Endogenous governance: canonizing the on-site entity (process)
Endogenous governance consists in structuring and versioning the on-site canon of an entity in order to make its identity, rules, and perimeters interpretable, enforceable, and sustainable over time.
In a web interpreted by AI systems, the site is no longer merely a showcase: it becomes the primary source of authority. Without a clear canon, the external field redefines the entity.
Operational definition
Endogenous governance: set of practices aimed at formalizing, structuring, versioning, and linking an entity’s on-site canon in order to establish a clear authority boundary, a defined interpretability perimeter, and governable response conditions.
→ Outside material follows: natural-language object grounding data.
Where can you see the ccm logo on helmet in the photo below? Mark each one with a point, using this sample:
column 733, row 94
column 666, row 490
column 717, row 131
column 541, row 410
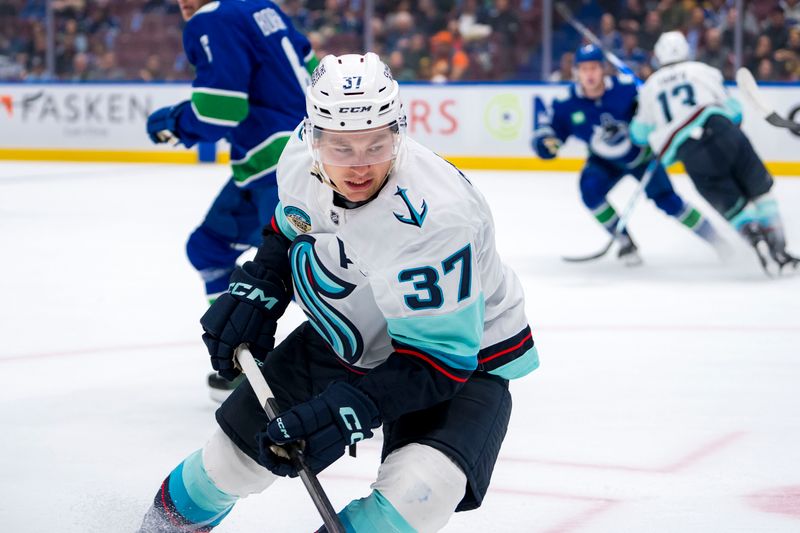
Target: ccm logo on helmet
column 357, row 109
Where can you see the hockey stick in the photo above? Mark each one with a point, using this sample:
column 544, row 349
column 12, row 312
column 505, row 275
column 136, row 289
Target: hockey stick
column 622, row 222
column 266, row 399
column 587, row 34
column 747, row 84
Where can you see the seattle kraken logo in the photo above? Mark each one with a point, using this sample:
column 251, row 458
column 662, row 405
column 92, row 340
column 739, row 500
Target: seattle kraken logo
column 415, row 217
column 313, row 281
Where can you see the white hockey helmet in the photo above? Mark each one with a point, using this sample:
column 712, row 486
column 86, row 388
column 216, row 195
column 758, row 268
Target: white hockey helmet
column 671, row 47
column 355, row 117
column 352, row 92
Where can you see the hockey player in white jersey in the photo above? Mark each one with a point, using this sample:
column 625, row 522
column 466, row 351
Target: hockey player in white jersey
column 686, row 114
column 414, row 323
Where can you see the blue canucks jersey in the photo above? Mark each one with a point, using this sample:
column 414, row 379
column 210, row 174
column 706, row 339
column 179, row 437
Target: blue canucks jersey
column 252, row 67
column 601, row 123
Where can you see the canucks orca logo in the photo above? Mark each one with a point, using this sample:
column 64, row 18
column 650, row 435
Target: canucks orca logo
column 610, row 139
column 313, row 281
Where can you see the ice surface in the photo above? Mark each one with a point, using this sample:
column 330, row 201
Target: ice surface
column 667, row 399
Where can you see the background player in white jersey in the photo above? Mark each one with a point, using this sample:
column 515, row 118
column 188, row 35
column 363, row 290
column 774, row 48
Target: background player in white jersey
column 597, row 111
column 686, row 114
column 414, row 323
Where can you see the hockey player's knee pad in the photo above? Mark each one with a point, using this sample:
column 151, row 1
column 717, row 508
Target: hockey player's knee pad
column 593, row 192
column 207, row 250
column 669, row 202
column 232, row 470
column 423, row 484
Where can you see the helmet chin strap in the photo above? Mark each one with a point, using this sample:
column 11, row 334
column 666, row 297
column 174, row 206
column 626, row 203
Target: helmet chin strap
column 319, row 169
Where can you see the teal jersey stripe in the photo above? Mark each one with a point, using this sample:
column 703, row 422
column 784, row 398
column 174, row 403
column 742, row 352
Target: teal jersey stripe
column 639, row 132
column 680, row 137
column 734, row 109
column 260, row 160
column 453, row 338
column 373, row 513
column 519, row 367
column 194, row 494
column 283, row 224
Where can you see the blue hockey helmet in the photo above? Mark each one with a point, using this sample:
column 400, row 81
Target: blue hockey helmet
column 589, row 52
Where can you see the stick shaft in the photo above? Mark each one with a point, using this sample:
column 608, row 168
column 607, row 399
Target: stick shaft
column 265, row 397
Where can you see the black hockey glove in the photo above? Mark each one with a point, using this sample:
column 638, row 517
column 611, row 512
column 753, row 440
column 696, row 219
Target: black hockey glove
column 327, row 424
column 247, row 313
column 162, row 124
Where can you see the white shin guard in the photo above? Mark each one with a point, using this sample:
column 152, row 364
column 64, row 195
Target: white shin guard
column 232, row 470
column 423, row 484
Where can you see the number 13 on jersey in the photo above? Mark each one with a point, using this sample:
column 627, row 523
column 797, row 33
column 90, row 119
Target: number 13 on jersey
column 425, row 281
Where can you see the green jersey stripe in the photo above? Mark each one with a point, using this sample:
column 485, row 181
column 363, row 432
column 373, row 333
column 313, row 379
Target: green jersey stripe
column 263, row 159
column 218, row 107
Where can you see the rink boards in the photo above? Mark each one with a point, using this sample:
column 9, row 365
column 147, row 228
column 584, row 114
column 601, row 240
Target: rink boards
column 476, row 126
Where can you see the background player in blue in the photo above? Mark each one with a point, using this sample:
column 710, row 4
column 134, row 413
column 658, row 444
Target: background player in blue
column 598, row 111
column 252, row 68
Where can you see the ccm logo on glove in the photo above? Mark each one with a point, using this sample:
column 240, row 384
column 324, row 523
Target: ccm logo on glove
column 240, row 289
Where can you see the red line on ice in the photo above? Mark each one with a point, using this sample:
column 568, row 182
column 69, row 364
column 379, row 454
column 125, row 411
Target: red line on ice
column 682, row 463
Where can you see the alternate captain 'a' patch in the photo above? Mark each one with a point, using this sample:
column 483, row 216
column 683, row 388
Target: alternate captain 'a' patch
column 298, row 218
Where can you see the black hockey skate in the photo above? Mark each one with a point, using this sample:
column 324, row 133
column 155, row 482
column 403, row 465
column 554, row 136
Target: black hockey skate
column 628, row 252
column 757, row 237
column 220, row 388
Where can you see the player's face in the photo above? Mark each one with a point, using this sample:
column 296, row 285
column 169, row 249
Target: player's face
column 590, row 76
column 189, row 7
column 357, row 162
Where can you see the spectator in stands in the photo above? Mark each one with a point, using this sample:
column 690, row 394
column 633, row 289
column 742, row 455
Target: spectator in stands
column 448, row 61
column 763, row 52
column 785, row 65
column 399, row 32
column 565, row 70
column 776, row 28
column 400, row 71
column 715, row 53
column 152, row 70
column 632, row 15
column 431, row 20
column 631, row 54
column 674, row 15
column 652, row 30
column 791, row 10
column 794, row 40
column 716, row 12
column 645, row 71
column 765, row 70
column 695, row 30
column 469, row 26
column 609, row 36
column 504, row 24
column 37, row 72
column 80, row 67
column 106, row 68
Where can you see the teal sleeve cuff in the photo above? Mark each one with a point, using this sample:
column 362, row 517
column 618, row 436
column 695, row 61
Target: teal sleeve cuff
column 639, row 132
column 733, row 109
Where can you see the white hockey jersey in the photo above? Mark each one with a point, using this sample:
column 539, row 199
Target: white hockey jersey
column 675, row 102
column 414, row 271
Why on-site canonization is structuring
- An implicit canon produces implicit inference.
- Scattered pages produce a fragmented identity.
- Undeclared exclusions create normative extrapolations.
- An unversioned site makes corrections invisible.
Exogenous governance stabilizes the field. Endogenous governance defines the truth.
On-site canon components
- Explicit identity: name, variants, identifiers, exclusions.
- Interpretability perimeter: what can be inferred, what is forbidden.
- Authority boundary: limits between declaration and deduction.
- Response conditions: when to respond, when to refuse, when to require evidence.
- Structured relations: related entities, hierarchy, dependencies.
- Versioning: changelog, dates, releases.
Process (GEN-1 to GEN-9)
GEN-1: identify the central entity
- define its unambiguous identity, variants, exclusions.
GEN-2: define critical attributes
- those requiring fidelity proof or legitimate non-response.
GEN-3: formalize the interpretability perimeter
- explicitly declare what can be deduced.
GEN-4: formalize the authority boundary
- clarify what belongs to canon and what belongs to authorized inference.
GEN-5: create pivot pages
- definitions, frameworks, exclusions, clarifications.
GEN-6: link entities
- explicit relations, hierarchy, dependencies, context.
GEN-7: integrate response conditions
- Q-Layer matrix, non-response rules, conflict management.
GEN-8: version the canon
- changelog, dates, releases, modification justification.
GEN-9: test and monitor
- test battery, canon-output gap, multi-formulation stability.
Expected artifacts
- Canon registry: sources, perimeter, exclusions, versions.
- Pivot pages: structuring definitions and associated frameworks.
- Response condition matrix: critical attributes.
- Version journal: releases, expected impacts.
- Test battery: scenarios and results.
FAQ
Why start with the endogenous?
Because an unstable external field can be stabilized, but a vague canon cannot be defended.
Is endogenous governance sufficient?
No. It must be complemented by exogenous governance to stabilize the external graph.
What is the main indicator of a weak canon?
When the entity changes definition depending on query formulation, despite a content-rich site.